I am trying to create a rather large array of hashtables, with much of the data either fully randomized or randomly picked from a list.
Here is my Current Code
$ArrayData = @()
$ArrayDataRows = 150000
foreach ($i in 1..$ArrayDataRows) {
$thisobject = [PSCustomObject] @{
Number = $i
Place = Get-Random -InputObject NJ, UT, NY, MI, PA, FL, AL, NM, CA, OK, TX, CO, AZ
Color = Get-Random -InputObject red, yellow, blue, purple, green, white, black
Zone = (Get-Random -InputObject $([char[]](65..90)) -Count 10) -join ""
Group = Get-Random -InputObject @(1..20)
}
$ArrayData += $thisobject
}
What I notice though, is that it seems to not be efficient. It takes 25 mins in total to finish for 150k rows.

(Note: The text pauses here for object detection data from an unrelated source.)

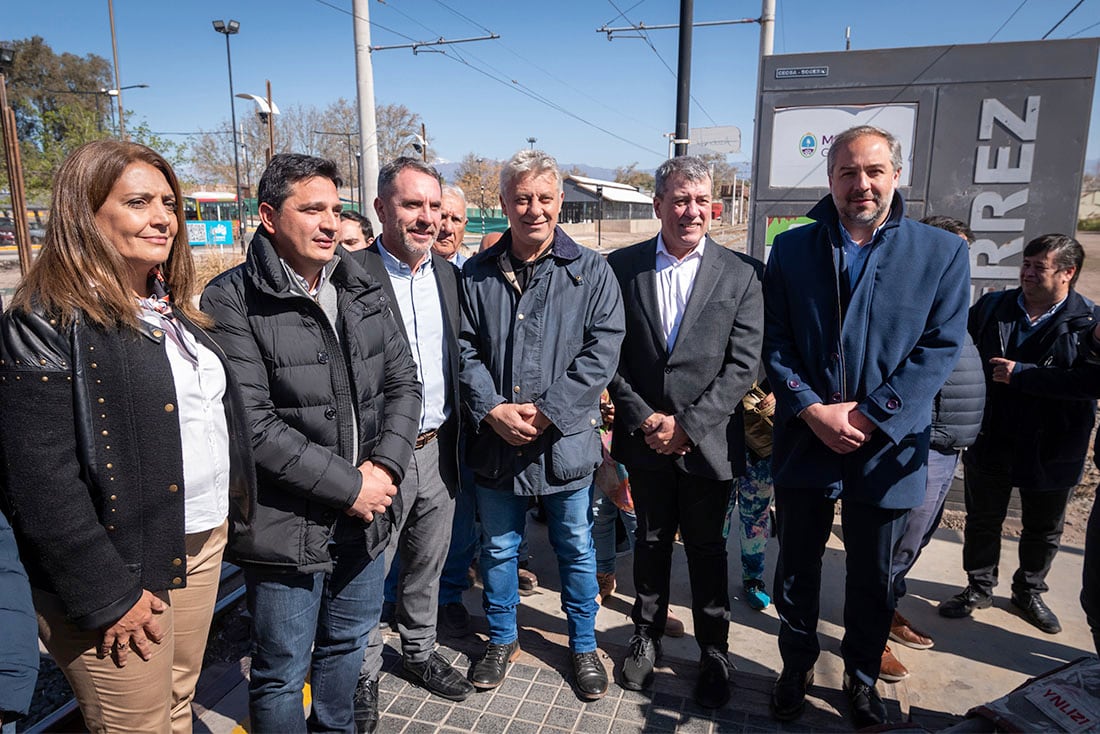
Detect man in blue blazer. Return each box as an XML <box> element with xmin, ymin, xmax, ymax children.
<box><xmin>607</xmin><ymin>157</ymin><xmax>763</xmax><ymax>708</ymax></box>
<box><xmin>763</xmin><ymin>125</ymin><xmax>969</xmax><ymax>728</ymax></box>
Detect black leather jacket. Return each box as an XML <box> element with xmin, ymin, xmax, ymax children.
<box><xmin>0</xmin><ymin>309</ymin><xmax>255</xmax><ymax>629</ymax></box>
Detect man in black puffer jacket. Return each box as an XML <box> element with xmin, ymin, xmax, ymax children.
<box><xmin>879</xmin><ymin>216</ymin><xmax>986</xmax><ymax>682</ymax></box>
<box><xmin>202</xmin><ymin>154</ymin><xmax>420</xmax><ymax>732</ymax></box>
<box><xmin>939</xmin><ymin>234</ymin><xmax>1100</xmax><ymax>634</ymax></box>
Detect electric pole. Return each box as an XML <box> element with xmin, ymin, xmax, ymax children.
<box><xmin>351</xmin><ymin>0</ymin><xmax>382</xmax><ymax>232</ymax></box>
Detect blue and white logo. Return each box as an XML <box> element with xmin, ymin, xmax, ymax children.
<box><xmin>799</xmin><ymin>132</ymin><xmax>817</xmax><ymax>158</ymax></box>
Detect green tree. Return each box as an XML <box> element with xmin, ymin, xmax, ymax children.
<box><xmin>0</xmin><ymin>35</ymin><xmax>112</xmax><ymax>202</ymax></box>
<box><xmin>454</xmin><ymin>153</ymin><xmax>501</xmax><ymax>209</ymax></box>
<box><xmin>615</xmin><ymin>161</ymin><xmax>656</xmax><ymax>191</ymax></box>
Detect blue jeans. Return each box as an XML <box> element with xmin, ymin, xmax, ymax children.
<box><xmin>244</xmin><ymin>541</ymin><xmax>386</xmax><ymax>733</ymax></box>
<box><xmin>477</xmin><ymin>485</ymin><xmax>600</xmax><ymax>653</ymax></box>
<box><xmin>592</xmin><ymin>486</ymin><xmax>638</xmax><ymax>573</ymax></box>
<box><xmin>890</xmin><ymin>449</ymin><xmax>959</xmax><ymax>599</ymax></box>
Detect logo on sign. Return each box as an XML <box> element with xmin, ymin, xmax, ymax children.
<box><xmin>799</xmin><ymin>132</ymin><xmax>817</xmax><ymax>158</ymax></box>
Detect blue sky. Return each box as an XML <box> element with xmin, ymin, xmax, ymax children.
<box><xmin>0</xmin><ymin>0</ymin><xmax>1100</xmax><ymax>168</ymax></box>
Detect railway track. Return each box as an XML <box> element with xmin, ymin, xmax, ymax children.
<box><xmin>21</xmin><ymin>563</ymin><xmax>244</xmax><ymax>734</ymax></box>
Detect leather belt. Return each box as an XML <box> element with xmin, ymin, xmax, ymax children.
<box><xmin>415</xmin><ymin>428</ymin><xmax>439</xmax><ymax>449</ymax></box>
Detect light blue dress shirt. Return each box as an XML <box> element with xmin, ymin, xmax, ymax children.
<box><xmin>377</xmin><ymin>244</ymin><xmax>448</xmax><ymax>434</ymax></box>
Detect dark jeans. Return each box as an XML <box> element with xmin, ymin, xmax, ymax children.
<box><xmin>772</xmin><ymin>486</ymin><xmax>908</xmax><ymax>686</ymax></box>
<box><xmin>244</xmin><ymin>541</ymin><xmax>386</xmax><ymax>733</ymax></box>
<box><xmin>1081</xmin><ymin>487</ymin><xmax>1100</xmax><ymax>655</ymax></box>
<box><xmin>627</xmin><ymin>467</ymin><xmax>733</xmax><ymax>651</ymax></box>
<box><xmin>891</xmin><ymin>449</ymin><xmax>959</xmax><ymax>599</ymax></box>
<box><xmin>963</xmin><ymin>463</ymin><xmax>1074</xmax><ymax>594</ymax></box>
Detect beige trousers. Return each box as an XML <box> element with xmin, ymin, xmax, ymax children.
<box><xmin>34</xmin><ymin>523</ymin><xmax>228</xmax><ymax>734</ymax></box>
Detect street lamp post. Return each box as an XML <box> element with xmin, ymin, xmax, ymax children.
<box><xmin>0</xmin><ymin>46</ymin><xmax>31</xmax><ymax>275</ymax></box>
<box><xmin>596</xmin><ymin>184</ymin><xmax>604</xmax><ymax>250</ymax></box>
<box><xmin>211</xmin><ymin>20</ymin><xmax>244</xmax><ymax>251</ymax></box>
<box><xmin>103</xmin><ymin>84</ymin><xmax>149</xmax><ymax>140</ymax></box>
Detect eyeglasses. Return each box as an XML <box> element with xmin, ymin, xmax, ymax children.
<box><xmin>1020</xmin><ymin>261</ymin><xmax>1069</xmax><ymax>275</ymax></box>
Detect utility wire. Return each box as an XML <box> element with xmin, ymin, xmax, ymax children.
<box><xmin>1066</xmin><ymin>22</ymin><xmax>1100</xmax><ymax>39</ymax></box>
<box><xmin>986</xmin><ymin>0</ymin><xmax>1027</xmax><ymax>43</ymax></box>
<box><xmin>604</xmin><ymin>0</ymin><xmax>646</xmax><ymax>26</ymax></box>
<box><xmin>316</xmin><ymin>0</ymin><xmax>664</xmax><ymax>156</ymax></box>
<box><xmin>607</xmin><ymin>0</ymin><xmax>718</xmax><ymax>125</ymax></box>
<box><xmin>1043</xmin><ymin>0</ymin><xmax>1085</xmax><ymax>41</ymax></box>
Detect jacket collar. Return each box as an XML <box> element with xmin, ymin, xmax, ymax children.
<box><xmin>475</xmin><ymin>224</ymin><xmax>581</xmax><ymax>262</ymax></box>
<box><xmin>806</xmin><ymin>189</ymin><xmax>905</xmax><ymax>248</ymax></box>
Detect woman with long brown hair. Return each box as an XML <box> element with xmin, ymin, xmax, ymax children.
<box><xmin>0</xmin><ymin>141</ymin><xmax>255</xmax><ymax>733</ymax></box>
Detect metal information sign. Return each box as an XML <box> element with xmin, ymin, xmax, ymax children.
<box><xmin>749</xmin><ymin>39</ymin><xmax>1100</xmax><ymax>297</ymax></box>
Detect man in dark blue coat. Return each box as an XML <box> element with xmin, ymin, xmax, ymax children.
<box><xmin>763</xmin><ymin>125</ymin><xmax>969</xmax><ymax>727</ymax></box>
<box><xmin>939</xmin><ymin>234</ymin><xmax>1100</xmax><ymax>634</ymax></box>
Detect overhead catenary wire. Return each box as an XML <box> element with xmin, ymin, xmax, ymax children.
<box><xmin>315</xmin><ymin>0</ymin><xmax>664</xmax><ymax>157</ymax></box>
<box><xmin>986</xmin><ymin>0</ymin><xmax>1027</xmax><ymax>43</ymax></box>
<box><xmin>1043</xmin><ymin>0</ymin><xmax>1085</xmax><ymax>41</ymax></box>
<box><xmin>607</xmin><ymin>0</ymin><xmax>718</xmax><ymax>125</ymax></box>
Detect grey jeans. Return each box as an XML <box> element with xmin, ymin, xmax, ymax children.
<box><xmin>361</xmin><ymin>440</ymin><xmax>454</xmax><ymax>679</ymax></box>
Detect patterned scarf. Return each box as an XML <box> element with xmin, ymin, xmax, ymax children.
<box><xmin>138</xmin><ymin>267</ymin><xmax>199</xmax><ymax>369</ymax></box>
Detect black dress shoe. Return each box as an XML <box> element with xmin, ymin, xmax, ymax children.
<box><xmin>573</xmin><ymin>650</ymin><xmax>607</xmax><ymax>701</ymax></box>
<box><xmin>352</xmin><ymin>678</ymin><xmax>378</xmax><ymax>734</ymax></box>
<box><xmin>470</xmin><ymin>639</ymin><xmax>519</xmax><ymax>690</ymax></box>
<box><xmin>438</xmin><ymin>602</ymin><xmax>470</xmax><ymax>637</ymax></box>
<box><xmin>938</xmin><ymin>587</ymin><xmax>993</xmax><ymax>620</ymax></box>
<box><xmin>402</xmin><ymin>653</ymin><xmax>474</xmax><ymax>701</ymax></box>
<box><xmin>1012</xmin><ymin>593</ymin><xmax>1062</xmax><ymax>635</ymax></box>
<box><xmin>695</xmin><ymin>650</ymin><xmax>734</xmax><ymax>709</ymax></box>
<box><xmin>623</xmin><ymin>633</ymin><xmax>661</xmax><ymax>691</ymax></box>
<box><xmin>844</xmin><ymin>675</ymin><xmax>887</xmax><ymax>730</ymax></box>
<box><xmin>771</xmin><ymin>668</ymin><xmax>814</xmax><ymax>721</ymax></box>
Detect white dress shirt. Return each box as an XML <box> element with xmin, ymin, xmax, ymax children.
<box><xmin>376</xmin><ymin>244</ymin><xmax>448</xmax><ymax>434</ymax></box>
<box><xmin>655</xmin><ymin>233</ymin><xmax>706</xmax><ymax>352</ymax></box>
<box><xmin>141</xmin><ymin>309</ymin><xmax>229</xmax><ymax>535</ymax></box>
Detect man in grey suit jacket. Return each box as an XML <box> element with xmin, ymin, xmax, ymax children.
<box><xmin>607</xmin><ymin>157</ymin><xmax>763</xmax><ymax>708</ymax></box>
<box><xmin>350</xmin><ymin>157</ymin><xmax>474</xmax><ymax>731</ymax></box>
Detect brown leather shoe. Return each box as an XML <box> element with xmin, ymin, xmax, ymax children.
<box><xmin>879</xmin><ymin>645</ymin><xmax>909</xmax><ymax>683</ymax></box>
<box><xmin>596</xmin><ymin>573</ymin><xmax>615</xmax><ymax>604</ymax></box>
<box><xmin>664</xmin><ymin>610</ymin><xmax>684</xmax><ymax>637</ymax></box>
<box><xmin>890</xmin><ymin>612</ymin><xmax>935</xmax><ymax>650</ymax></box>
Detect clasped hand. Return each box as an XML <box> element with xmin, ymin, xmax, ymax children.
<box><xmin>485</xmin><ymin>403</ymin><xmax>550</xmax><ymax>446</ymax></box>
<box><xmin>641</xmin><ymin>413</ymin><xmax>691</xmax><ymax>457</ymax></box>
<box><xmin>345</xmin><ymin>461</ymin><xmax>397</xmax><ymax>523</ymax></box>
<box><xmin>96</xmin><ymin>589</ymin><xmax>167</xmax><ymax>668</ymax></box>
<box><xmin>802</xmin><ymin>403</ymin><xmax>876</xmax><ymax>453</ymax></box>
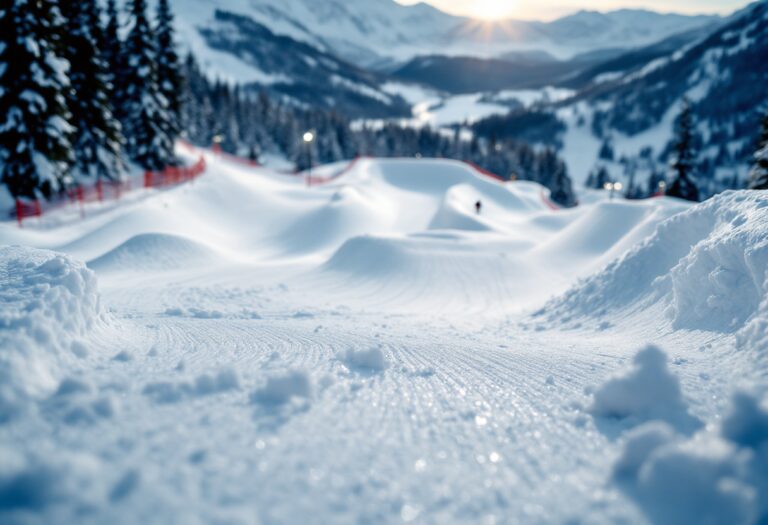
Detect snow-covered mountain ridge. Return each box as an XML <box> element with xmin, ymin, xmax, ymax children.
<box><xmin>170</xmin><ymin>0</ymin><xmax>717</xmax><ymax>67</ymax></box>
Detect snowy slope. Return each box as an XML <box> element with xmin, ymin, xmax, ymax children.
<box><xmin>175</xmin><ymin>0</ymin><xmax>716</xmax><ymax>66</ymax></box>
<box><xmin>558</xmin><ymin>1</ymin><xmax>768</xmax><ymax>186</ymax></box>
<box><xmin>0</xmin><ymin>149</ymin><xmax>768</xmax><ymax>524</ymax></box>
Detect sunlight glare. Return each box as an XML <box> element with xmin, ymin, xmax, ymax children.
<box><xmin>473</xmin><ymin>0</ymin><xmax>513</xmax><ymax>20</ymax></box>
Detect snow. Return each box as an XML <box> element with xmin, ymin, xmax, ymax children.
<box><xmin>590</xmin><ymin>346</ymin><xmax>700</xmax><ymax>432</ymax></box>
<box><xmin>0</xmin><ymin>246</ymin><xmax>103</xmax><ymax>421</ymax></box>
<box><xmin>540</xmin><ymin>192</ymin><xmax>768</xmax><ymax>333</ymax></box>
<box><xmin>0</xmin><ymin>152</ymin><xmax>768</xmax><ymax>523</ymax></box>
<box><xmin>614</xmin><ymin>392</ymin><xmax>768</xmax><ymax>523</ymax></box>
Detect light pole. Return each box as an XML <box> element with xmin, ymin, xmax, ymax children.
<box><xmin>303</xmin><ymin>131</ymin><xmax>315</xmax><ymax>187</ymax></box>
<box><xmin>212</xmin><ymin>134</ymin><xmax>224</xmax><ymax>154</ymax></box>
<box><xmin>603</xmin><ymin>182</ymin><xmax>624</xmax><ymax>200</ymax></box>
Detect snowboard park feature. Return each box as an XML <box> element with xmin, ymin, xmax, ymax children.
<box><xmin>0</xmin><ymin>146</ymin><xmax>768</xmax><ymax>524</ymax></box>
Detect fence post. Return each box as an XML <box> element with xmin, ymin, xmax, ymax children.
<box><xmin>16</xmin><ymin>199</ymin><xmax>24</xmax><ymax>228</ymax></box>
<box><xmin>76</xmin><ymin>186</ymin><xmax>85</xmax><ymax>218</ymax></box>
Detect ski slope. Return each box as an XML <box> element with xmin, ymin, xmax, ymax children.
<box><xmin>0</xmin><ymin>153</ymin><xmax>768</xmax><ymax>524</ymax></box>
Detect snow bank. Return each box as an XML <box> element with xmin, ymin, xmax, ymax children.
<box><xmin>88</xmin><ymin>233</ymin><xmax>214</xmax><ymax>272</ymax></box>
<box><xmin>590</xmin><ymin>346</ymin><xmax>700</xmax><ymax>430</ymax></box>
<box><xmin>143</xmin><ymin>368</ymin><xmax>240</xmax><ymax>404</ymax></box>
<box><xmin>0</xmin><ymin>449</ymin><xmax>104</xmax><ymax>523</ymax></box>
<box><xmin>0</xmin><ymin>247</ymin><xmax>101</xmax><ymax>422</ymax></box>
<box><xmin>537</xmin><ymin>191</ymin><xmax>768</xmax><ymax>332</ymax></box>
<box><xmin>342</xmin><ymin>347</ymin><xmax>389</xmax><ymax>372</ymax></box>
<box><xmin>613</xmin><ymin>393</ymin><xmax>768</xmax><ymax>524</ymax></box>
<box><xmin>251</xmin><ymin>370</ymin><xmax>314</xmax><ymax>405</ymax></box>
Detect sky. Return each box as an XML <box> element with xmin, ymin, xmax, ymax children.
<box><xmin>396</xmin><ymin>0</ymin><xmax>750</xmax><ymax>20</ymax></box>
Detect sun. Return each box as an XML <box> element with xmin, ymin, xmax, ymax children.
<box><xmin>472</xmin><ymin>0</ymin><xmax>513</xmax><ymax>20</ymax></box>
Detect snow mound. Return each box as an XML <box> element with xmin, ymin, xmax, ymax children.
<box><xmin>536</xmin><ymin>191</ymin><xmax>768</xmax><ymax>332</ymax></box>
<box><xmin>316</xmin><ymin>230</ymin><xmax>530</xmax><ymax>312</ymax></box>
<box><xmin>342</xmin><ymin>348</ymin><xmax>389</xmax><ymax>372</ymax></box>
<box><xmin>88</xmin><ymin>233</ymin><xmax>214</xmax><ymax>272</ymax></box>
<box><xmin>590</xmin><ymin>346</ymin><xmax>700</xmax><ymax>430</ymax></box>
<box><xmin>143</xmin><ymin>368</ymin><xmax>240</xmax><ymax>404</ymax></box>
<box><xmin>0</xmin><ymin>246</ymin><xmax>101</xmax><ymax>423</ymax></box>
<box><xmin>251</xmin><ymin>370</ymin><xmax>314</xmax><ymax>405</ymax></box>
<box><xmin>614</xmin><ymin>393</ymin><xmax>768</xmax><ymax>524</ymax></box>
<box><xmin>275</xmin><ymin>186</ymin><xmax>389</xmax><ymax>254</ymax></box>
<box><xmin>0</xmin><ymin>449</ymin><xmax>104</xmax><ymax>512</ymax></box>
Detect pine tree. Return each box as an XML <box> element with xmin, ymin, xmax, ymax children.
<box><xmin>667</xmin><ymin>99</ymin><xmax>699</xmax><ymax>201</ymax></box>
<box><xmin>155</xmin><ymin>0</ymin><xmax>182</xmax><ymax>139</ymax></box>
<box><xmin>0</xmin><ymin>0</ymin><xmax>73</xmax><ymax>197</ymax></box>
<box><xmin>121</xmin><ymin>0</ymin><xmax>173</xmax><ymax>170</ymax></box>
<box><xmin>749</xmin><ymin>112</ymin><xmax>768</xmax><ymax>190</ymax></box>
<box><xmin>100</xmin><ymin>0</ymin><xmax>126</xmax><ymax>120</ymax></box>
<box><xmin>62</xmin><ymin>0</ymin><xmax>122</xmax><ymax>179</ymax></box>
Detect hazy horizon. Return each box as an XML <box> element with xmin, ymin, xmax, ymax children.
<box><xmin>395</xmin><ymin>0</ymin><xmax>752</xmax><ymax>21</ymax></box>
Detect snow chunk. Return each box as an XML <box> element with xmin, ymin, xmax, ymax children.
<box><xmin>143</xmin><ymin>368</ymin><xmax>240</xmax><ymax>404</ymax></box>
<box><xmin>0</xmin><ymin>247</ymin><xmax>101</xmax><ymax>423</ymax></box>
<box><xmin>251</xmin><ymin>370</ymin><xmax>314</xmax><ymax>405</ymax></box>
<box><xmin>590</xmin><ymin>346</ymin><xmax>700</xmax><ymax>430</ymax></box>
<box><xmin>613</xmin><ymin>421</ymin><xmax>677</xmax><ymax>478</ymax></box>
<box><xmin>614</xmin><ymin>393</ymin><xmax>768</xmax><ymax>524</ymax></box>
<box><xmin>538</xmin><ymin>191</ymin><xmax>768</xmax><ymax>332</ymax></box>
<box><xmin>342</xmin><ymin>347</ymin><xmax>389</xmax><ymax>372</ymax></box>
<box><xmin>0</xmin><ymin>449</ymin><xmax>102</xmax><ymax>512</ymax></box>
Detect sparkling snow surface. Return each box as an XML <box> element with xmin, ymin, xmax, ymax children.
<box><xmin>0</xmin><ymin>149</ymin><xmax>768</xmax><ymax>524</ymax></box>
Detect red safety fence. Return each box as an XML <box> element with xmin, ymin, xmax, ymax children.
<box><xmin>16</xmin><ymin>157</ymin><xmax>205</xmax><ymax>227</ymax></box>
<box><xmin>16</xmin><ymin>199</ymin><xmax>43</xmax><ymax>227</ymax></box>
<box><xmin>144</xmin><ymin>156</ymin><xmax>205</xmax><ymax>188</ymax></box>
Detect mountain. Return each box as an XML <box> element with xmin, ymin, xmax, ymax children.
<box><xmin>189</xmin><ymin>10</ymin><xmax>410</xmax><ymax>117</ymax></box>
<box><xmin>476</xmin><ymin>0</ymin><xmax>768</xmax><ymax>196</ymax></box>
<box><xmin>170</xmin><ymin>0</ymin><xmax>717</xmax><ymax>69</ymax></box>
<box><xmin>392</xmin><ymin>55</ymin><xmax>596</xmax><ymax>94</ymax></box>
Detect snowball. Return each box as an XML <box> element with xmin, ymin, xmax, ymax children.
<box><xmin>614</xmin><ymin>393</ymin><xmax>768</xmax><ymax>524</ymax></box>
<box><xmin>613</xmin><ymin>421</ymin><xmax>676</xmax><ymax>478</ymax></box>
<box><xmin>590</xmin><ymin>346</ymin><xmax>700</xmax><ymax>430</ymax></box>
<box><xmin>0</xmin><ymin>246</ymin><xmax>101</xmax><ymax>423</ymax></box>
<box><xmin>342</xmin><ymin>347</ymin><xmax>389</xmax><ymax>372</ymax></box>
<box><xmin>251</xmin><ymin>370</ymin><xmax>313</xmax><ymax>405</ymax></box>
<box><xmin>721</xmin><ymin>392</ymin><xmax>768</xmax><ymax>449</ymax></box>
<box><xmin>143</xmin><ymin>368</ymin><xmax>240</xmax><ymax>404</ymax></box>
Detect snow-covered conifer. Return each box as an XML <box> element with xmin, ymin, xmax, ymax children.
<box><xmin>121</xmin><ymin>0</ymin><xmax>174</xmax><ymax>170</ymax></box>
<box><xmin>667</xmin><ymin>99</ymin><xmax>699</xmax><ymax>201</ymax></box>
<box><xmin>749</xmin><ymin>112</ymin><xmax>768</xmax><ymax>190</ymax></box>
<box><xmin>0</xmin><ymin>0</ymin><xmax>73</xmax><ymax>197</ymax></box>
<box><xmin>62</xmin><ymin>0</ymin><xmax>122</xmax><ymax>179</ymax></box>
<box><xmin>155</xmin><ymin>0</ymin><xmax>182</xmax><ymax>138</ymax></box>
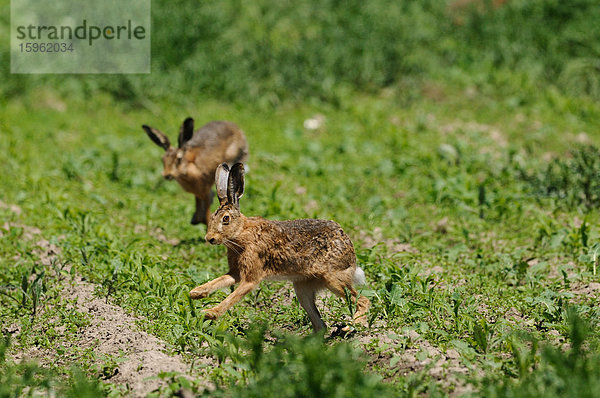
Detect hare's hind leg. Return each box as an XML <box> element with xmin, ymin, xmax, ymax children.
<box><xmin>294</xmin><ymin>282</ymin><xmax>327</xmax><ymax>332</ymax></box>
<box><xmin>190</xmin><ymin>274</ymin><xmax>237</xmax><ymax>299</ymax></box>
<box><xmin>325</xmin><ymin>271</ymin><xmax>371</xmax><ymax>326</ymax></box>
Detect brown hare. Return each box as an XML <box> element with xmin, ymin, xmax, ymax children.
<box><xmin>190</xmin><ymin>163</ymin><xmax>370</xmax><ymax>331</ymax></box>
<box><xmin>142</xmin><ymin>117</ymin><xmax>248</xmax><ymax>225</ymax></box>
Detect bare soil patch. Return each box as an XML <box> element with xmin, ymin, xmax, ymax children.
<box><xmin>65</xmin><ymin>277</ymin><xmax>200</xmax><ymax>397</ymax></box>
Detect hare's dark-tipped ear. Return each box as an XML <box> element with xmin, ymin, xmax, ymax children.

I had some additional code not posted here which measured how long it took each instance and estimated the average from it to its predecessors. Initially, it would give me an estimate for 450 secs for the total and 0.002 as an Average per instance for the first 3k items but later it just kept slowly crawling up to 0.016 or 8 times slower as an average.
How can I optimize and/or make this more efficient while achieving the same data as a result?
[edit - you are NOT making an array of hashtables. you are making an array of PSCustomObject
items. [*grin*]]
the standard array is a fixed size object. take a look at $ArrayData.IsFixedSize
for confirmation of that. [grin]
so, when you use +=
on a standard array, powershell makes a NEW, one-item-larger array, copies the old one into the new one, and finally adds the new item. it's fast when the item count & size are "small", but it gets slower [and slower, and slower] as the count/size grows.
there are two common solutions ...
.Add()
methodArrayList
[deprecated], and the Generic.List
are the ones folks usually use. the 1st outputs an index number when you add to it, so even if it wasn't deprecated, i would not use it. [grin] $Results = foreach ($Thing in $Collection) {Do-Stuff}
and the output of the scriptblock will be held in RAM until the loop completes. then it will be stuffed into the $Results
collection all at once. the 2nd is the fastest.
if you have no need to change the size of the collection after you build it, then use the 2nd method. otherwise use the 1st.
as an example of the speed, your code [with 15,000 items] runs in 39 seconds on my system. using the "send to output" technique takes 24 seconds.
remember that the slow down will continue to get worse as the array gets larger. i was unwilling to wait on 150k iterations.
here's my demo code ...
$ArrayDataRows = 15e3
$PlaceList = 'NJ, UT, NY, MI, PA, FL, AL, NM, CA, OK, TX, CO, AZ'.Split(',').Trim()
$ColorList = 'red, yellow, blue, purple, green, white, black'.Split(',').Trim()
$UC_LetterList = [char[]](65..90)
$GroupList = 1..20
(Measure-Command -Expression {
$ArrayData = foreach ($i in 1..$ArrayDataRows) {
[PSCustomObject] @{
Number = $i
Place = Get-Random -InputObject $PlaceList
Color = Get-Random -InputObject $ColorList
Zone = -join (Get-Random -InputObject $UC_LetterList -Count 10)
Group = Get-Random -InputObject $GroupList
}
}
}).TotalMilliseconds
# total ms = 24,390